I glance over at my brother as the guard leads us into the living room. I still don’t love that he’s on the Ferraro Family payroll, his dirty cop paycheck as steady as the one he gets from the state of New Jersey. It feels like he’s walking in Dad’s footsteps. But maybe he was right about me coming here for help with my Victor problem.
About a minute after we sit down, a cute kid shows up. “My mom is getting ready. She said to tell you she’ll be right ou
t.” Then she drops her voice to say, “Today is the anniversary of the day my parents got married—the second time, not the first. Don’t forget to tell her happy anniversary!”
Okay, that sounds like an interesting story, I think as my brother assures her, “We for sure won’t.” Affable as if we’ve just strolled in for a Sunday visit.

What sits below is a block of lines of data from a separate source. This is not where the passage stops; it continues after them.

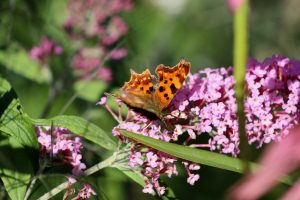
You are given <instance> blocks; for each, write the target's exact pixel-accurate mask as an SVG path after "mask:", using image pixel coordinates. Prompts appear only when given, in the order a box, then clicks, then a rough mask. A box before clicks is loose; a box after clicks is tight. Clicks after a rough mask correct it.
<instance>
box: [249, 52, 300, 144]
mask: <svg viewBox="0 0 300 200" xmlns="http://www.w3.org/2000/svg"><path fill="white" fill-rule="evenodd" d="M246 81H247V92H248V95H247V98H246V102H245V112H246V118H247V124H246V132H247V137H248V139H249V143H254V142H257V143H258V147H260V146H262V145H263V144H264V143H269V142H271V141H272V140H275V141H281V140H282V138H283V137H285V136H286V135H287V134H288V133H289V130H290V129H291V128H292V127H294V126H295V125H297V124H299V119H300V112H299V108H300V62H299V61H297V60H293V59H289V58H287V57H284V56H273V57H272V58H267V59H265V60H264V61H263V62H262V63H260V62H258V61H256V60H250V62H249V64H248V71H247V75H246Z"/></svg>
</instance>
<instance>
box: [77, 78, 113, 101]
mask: <svg viewBox="0 0 300 200" xmlns="http://www.w3.org/2000/svg"><path fill="white" fill-rule="evenodd" d="M106 88H107V84H106V83H105V82H103V81H101V80H79V81H77V82H76V83H75V85H74V89H75V91H76V92H77V94H78V96H79V97H80V98H82V99H85V100H87V101H90V102H96V101H97V100H99V97H100V95H101V94H102V93H103V92H104V90H105V89H106Z"/></svg>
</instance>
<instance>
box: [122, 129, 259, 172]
mask: <svg viewBox="0 0 300 200" xmlns="http://www.w3.org/2000/svg"><path fill="white" fill-rule="evenodd" d="M119 131H120V132H121V133H122V134H123V135H125V136H126V137H129V138H131V139H133V140H135V141H137V142H139V143H142V144H144V145H146V146H149V147H152V148H154V149H157V150H159V151H162V152H165V153H168V154H170V155H173V156H175V157H178V158H181V159H184V160H189V161H192V162H196V163H200V164H204V165H208V166H211V167H216V168H220V169H225V170H229V171H233V172H238V173H243V162H242V161H241V160H240V159H238V158H232V157H229V156H226V155H223V154H219V153H214V152H210V151H206V150H200V149H196V148H192V147H187V146H183V145H178V144H172V143H168V142H163V141H161V140H155V139H153V138H150V137H146V136H143V135H139V134H136V133H133V132H130V131H126V130H119ZM251 166H252V169H254V165H251Z"/></svg>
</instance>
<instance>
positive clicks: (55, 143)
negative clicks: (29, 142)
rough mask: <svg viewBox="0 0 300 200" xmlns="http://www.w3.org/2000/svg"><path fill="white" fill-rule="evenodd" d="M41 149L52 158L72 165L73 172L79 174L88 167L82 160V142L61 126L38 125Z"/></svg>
mask: <svg viewBox="0 0 300 200" xmlns="http://www.w3.org/2000/svg"><path fill="white" fill-rule="evenodd" d="M36 131H37V136H38V142H39V143H40V151H41V152H42V153H44V154H46V155H48V156H50V157H51V158H52V159H55V160H58V161H59V162H63V163H65V164H68V165H71V166H72V174H73V175H75V176H78V175H80V174H82V172H83V170H84V169H85V168H86V166H85V164H84V163H83V162H82V161H81V159H82V154H81V149H82V147H83V146H82V143H81V138H80V137H74V136H73V135H71V133H70V131H69V130H67V129H64V128H59V127H52V128H51V127H42V126H36Z"/></svg>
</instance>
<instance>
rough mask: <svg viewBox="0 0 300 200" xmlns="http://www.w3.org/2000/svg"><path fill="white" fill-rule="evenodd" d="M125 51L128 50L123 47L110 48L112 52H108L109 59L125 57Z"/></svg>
mask: <svg viewBox="0 0 300 200" xmlns="http://www.w3.org/2000/svg"><path fill="white" fill-rule="evenodd" d="M127 53H128V51H127V49H125V48H120V49H115V50H112V52H111V53H110V54H111V59H113V60H120V59H122V58H124V57H126V56H127Z"/></svg>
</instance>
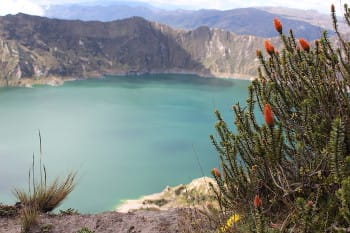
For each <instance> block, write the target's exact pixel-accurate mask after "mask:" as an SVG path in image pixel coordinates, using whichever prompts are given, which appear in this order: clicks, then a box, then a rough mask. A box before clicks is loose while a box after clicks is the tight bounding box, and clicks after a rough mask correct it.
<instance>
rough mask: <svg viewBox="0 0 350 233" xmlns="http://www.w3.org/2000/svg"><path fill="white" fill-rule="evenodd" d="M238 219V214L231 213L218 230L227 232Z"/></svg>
mask: <svg viewBox="0 0 350 233" xmlns="http://www.w3.org/2000/svg"><path fill="white" fill-rule="evenodd" d="M240 219H241V217H240V216H239V215H238V214H233V215H232V216H231V217H230V218H229V219H227V221H226V224H225V225H224V226H222V227H220V230H219V232H220V233H224V232H227V231H228V230H229V229H230V228H231V227H232V226H233V225H234V223H236V222H238V221H239V220H240Z"/></svg>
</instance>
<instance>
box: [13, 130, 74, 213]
mask: <svg viewBox="0 0 350 233" xmlns="http://www.w3.org/2000/svg"><path fill="white" fill-rule="evenodd" d="M39 141H40V158H39V179H37V178H36V177H35V174H37V173H36V169H35V168H36V166H35V158H34V154H33V160H32V166H31V168H30V169H29V175H28V178H29V182H28V185H29V191H28V192H26V191H24V190H22V189H15V190H14V195H15V196H16V197H17V199H18V200H19V201H20V203H21V204H22V205H23V206H24V210H27V211H28V213H34V212H35V211H38V212H42V213H46V212H50V211H52V210H53V209H55V208H56V207H57V206H58V205H60V204H61V202H62V201H63V200H64V199H65V198H66V197H67V196H68V194H69V193H70V192H71V191H72V190H73V189H74V186H75V177H76V173H69V174H68V175H67V176H66V178H65V179H63V181H61V182H60V180H59V178H56V179H54V180H53V182H52V183H51V184H47V172H46V168H45V165H44V164H43V163H42V147H41V134H40V131H39Z"/></svg>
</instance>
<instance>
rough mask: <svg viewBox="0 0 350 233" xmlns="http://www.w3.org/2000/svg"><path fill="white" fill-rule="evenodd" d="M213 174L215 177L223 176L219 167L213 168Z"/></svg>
mask: <svg viewBox="0 0 350 233" xmlns="http://www.w3.org/2000/svg"><path fill="white" fill-rule="evenodd" d="M211 174H213V176H215V177H221V173H220V172H219V169H217V168H213V169H212V170H211Z"/></svg>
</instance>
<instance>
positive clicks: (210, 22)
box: [46, 4, 332, 40]
mask: <svg viewBox="0 0 350 233" xmlns="http://www.w3.org/2000/svg"><path fill="white" fill-rule="evenodd" d="M283 9H287V8H283ZM286 12H289V11H288V10H284V11H281V13H280V14H278V13H275V12H273V13H270V12H268V11H267V10H261V9H256V8H239V9H232V10H225V11H221V10H198V11H190V10H173V11H167V10H162V9H156V8H152V7H146V6H128V5H121V4H119V5H110V6H98V5H97V6H83V5H58V6H52V7H50V8H49V9H48V10H47V11H46V16H48V17H53V18H61V19H81V20H85V21H87V20H100V21H111V20H115V19H124V18H127V17H132V16H140V17H143V18H145V19H148V20H152V21H157V22H160V23H163V24H167V25H169V26H171V27H175V28H182V29H187V30H193V29H195V28H198V27H200V26H208V27H210V28H220V29H224V30H227V31H231V32H234V33H236V34H240V35H255V36H260V37H274V36H276V32H275V31H274V30H273V28H271V22H272V20H273V18H274V17H276V16H277V17H279V18H280V19H281V20H282V21H283V23H284V25H285V27H286V28H288V29H289V28H293V30H294V32H295V35H296V36H297V37H304V38H306V39H309V40H313V39H318V38H319V37H320V33H321V32H322V31H323V30H324V29H331V28H332V27H331V25H329V24H327V25H324V26H323V25H322V26H321V25H320V24H316V23H315V21H304V20H303V19H304V18H303V17H301V18H297V17H293V18H292V17H290V16H291V15H292V14H293V12H294V10H293V9H290V14H287V13H286ZM299 12H303V11H299ZM307 12H308V11H305V13H307ZM285 15H287V16H288V17H285ZM319 15H320V14H319ZM322 16H324V17H328V16H327V15H322ZM324 17H323V18H324ZM328 20H329V21H330V17H328ZM310 22H313V23H310ZM330 33H332V32H331V31H330Z"/></svg>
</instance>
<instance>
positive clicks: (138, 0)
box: [0, 0, 349, 15]
mask: <svg viewBox="0 0 350 233" xmlns="http://www.w3.org/2000/svg"><path fill="white" fill-rule="evenodd" d="M113 1H115V2H118V1H119V2H120V1H124V2H127V1H128V0H1V5H0V15H5V14H15V13H18V12H23V13H28V14H35V15H43V13H44V8H45V7H47V6H49V5H52V4H65V3H83V2H85V3H86V2H90V3H91V2H95V3H96V4H99V2H100V3H101V2H104V3H105V2H109V3H113ZM131 1H134V2H135V1H139V2H145V3H149V4H153V5H155V6H157V7H163V6H167V8H169V7H172V8H186V9H222V10H224V9H233V8H239V7H253V6H278V7H290V8H299V9H305V10H309V9H314V10H317V11H319V12H322V13H329V11H330V5H331V4H332V3H334V4H335V6H336V8H337V11H338V12H339V14H338V15H341V13H342V6H343V4H344V3H346V2H349V1H344V0H322V1H320V0H304V1H295V0H191V1H189V0H176V1H173V0H172V1H170V0H131Z"/></svg>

I want to smile at the little girl, too, but it curdles on my mouth. If I’m reading the skin tone right, she’s multiracial. Like Byron and me. Like the baby I’m carrying right now. Truthfully, she’s just too close to a living embodiment of why I’m here to smile at like absolutely nothing is wrong.
I cast another look at the older Jewish guy who brought us here. Matti and my brother say this woman can help us, but I don’t know. There may be no help I think despondently. Especially when it comes to Victor.
The woman we’re here to see shows up just a few minutes later, and I immediately understand how she’s managed to Meghan Markle one of the oldest Mafia dynasties in America. She’s, like, stupid gorgeous. It’s as if the words ethereal and striking decided to have a human baby, and for whatever reason that baby was like, “you know what I’m going to do with all this beauty? Go into law.”
I feel Byron still beside me when she walks into the room, but Matti must be radiance immune, because he stands up with an “Amber, thanks for meeting with us.”
She has a rock the size of Rhode Island on her wedding ring finger, and that makes me look down at my own finger. A ring of black onyx sandwiched between two raised bars of stainless steel. Plain in comparison, but way more ominous, because it’s a slightly narrower match of the band my husband wears. Though husband isn’t the way he refers to himself when it comes to us.